Beefy Boxes and Bandwidth Generously Provided by pair Networks Cowboy Neal with Hat
P is for Practical
 
PerlMonks  

Serializing a large object

by daverave (Scribe)
on Sep 25, 2010 at 14:32 UTC ( #861961=perlquestion: print w/ replies, xml ) Need Help??
daverave has asked for the wisdom of the Perl Monks concerning the following question:

Dear Monks,

I'm using the following package, which was adapted from http://stackoverflow.com/questions/3790166/, to store a large list of ranges and allow time-efficient "how-many-ranges-cover-this-given-range" queries.
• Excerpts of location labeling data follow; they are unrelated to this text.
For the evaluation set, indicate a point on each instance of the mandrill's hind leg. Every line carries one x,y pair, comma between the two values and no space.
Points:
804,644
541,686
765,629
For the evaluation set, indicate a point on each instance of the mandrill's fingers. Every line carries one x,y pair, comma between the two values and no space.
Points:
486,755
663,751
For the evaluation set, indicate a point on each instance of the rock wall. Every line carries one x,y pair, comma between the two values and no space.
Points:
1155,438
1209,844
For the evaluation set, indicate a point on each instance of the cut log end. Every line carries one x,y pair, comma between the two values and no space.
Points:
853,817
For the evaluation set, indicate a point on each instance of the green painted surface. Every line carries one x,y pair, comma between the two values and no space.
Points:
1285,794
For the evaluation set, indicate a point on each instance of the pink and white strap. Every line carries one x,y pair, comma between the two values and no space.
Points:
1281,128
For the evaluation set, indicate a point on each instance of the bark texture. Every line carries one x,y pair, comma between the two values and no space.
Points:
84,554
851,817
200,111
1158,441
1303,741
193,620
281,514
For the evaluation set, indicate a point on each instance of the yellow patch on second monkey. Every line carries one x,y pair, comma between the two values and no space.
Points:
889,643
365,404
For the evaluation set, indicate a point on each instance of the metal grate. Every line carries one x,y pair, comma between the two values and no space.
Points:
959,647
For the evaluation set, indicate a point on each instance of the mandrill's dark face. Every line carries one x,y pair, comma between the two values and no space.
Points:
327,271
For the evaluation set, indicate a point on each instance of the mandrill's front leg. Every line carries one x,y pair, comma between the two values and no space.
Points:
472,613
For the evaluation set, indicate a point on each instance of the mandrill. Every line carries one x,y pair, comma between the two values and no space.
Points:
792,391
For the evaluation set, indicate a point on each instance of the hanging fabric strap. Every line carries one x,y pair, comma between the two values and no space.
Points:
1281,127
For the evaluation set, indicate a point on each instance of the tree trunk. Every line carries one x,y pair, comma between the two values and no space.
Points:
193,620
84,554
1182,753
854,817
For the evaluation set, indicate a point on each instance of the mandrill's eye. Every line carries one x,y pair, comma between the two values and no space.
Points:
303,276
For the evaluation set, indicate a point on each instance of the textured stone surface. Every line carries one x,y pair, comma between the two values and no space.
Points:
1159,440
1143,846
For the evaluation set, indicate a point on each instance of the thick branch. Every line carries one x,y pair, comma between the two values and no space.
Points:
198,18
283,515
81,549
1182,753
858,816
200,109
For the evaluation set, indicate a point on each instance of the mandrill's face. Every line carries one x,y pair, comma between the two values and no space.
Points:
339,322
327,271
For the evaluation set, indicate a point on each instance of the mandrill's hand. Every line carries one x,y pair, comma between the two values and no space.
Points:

use strict; use warnings; package RangeMap; # Credit: Aristotle Pagaltzis! sub new($$$) { my $class = shift; my $max_length = shift; my $ranges_a = shift; my @lookup; for (@{$ranges_a}) { my ( $start, $end ) = @$_; my @idx = $end >= $start ? $start .. $end : ( $start .. $max_length, 1 .. $end ); for my $i (@idx) { $lookup[$i] .= pack 'L', $end } } bless \@lookup, $class; } sub num_ranges_containing($$$) { my $self = shift; my ( $start, $end ) = @_; return 0 unless (defined $self->[$start]); return 0 + grep { $end <= $_ } unpack 'L*', $self->[$start]; } 1;
After creating an object I store it using nstore for future use. This usually results in a binary file of size 500MB-2GB.

So, I wonder if I could somehow store it more compactly to save on disk space, without slowing load time too much.

I know it's a give and take - and I'm willing to pay in a longer load (retrieve) time, since my common usage would be a retrieval followed by a few million queries.

Some more details which might be relevant: the number of ranges is usually around 30k, max_length varies significantly between 20k to 15M, where most commonly it's around 3-4M.

Thanks,
Dave

Comment on Serializing a large object
Download Code
Re: Serializing a large object
by BrowserUk (Pope) on Sep 25, 2010 at 17:19 UTC

    To store the data in a more compact form, it's necessary to understand the data so you can look for more compact representations of the information it represents. And for now, that isn't clear (to me).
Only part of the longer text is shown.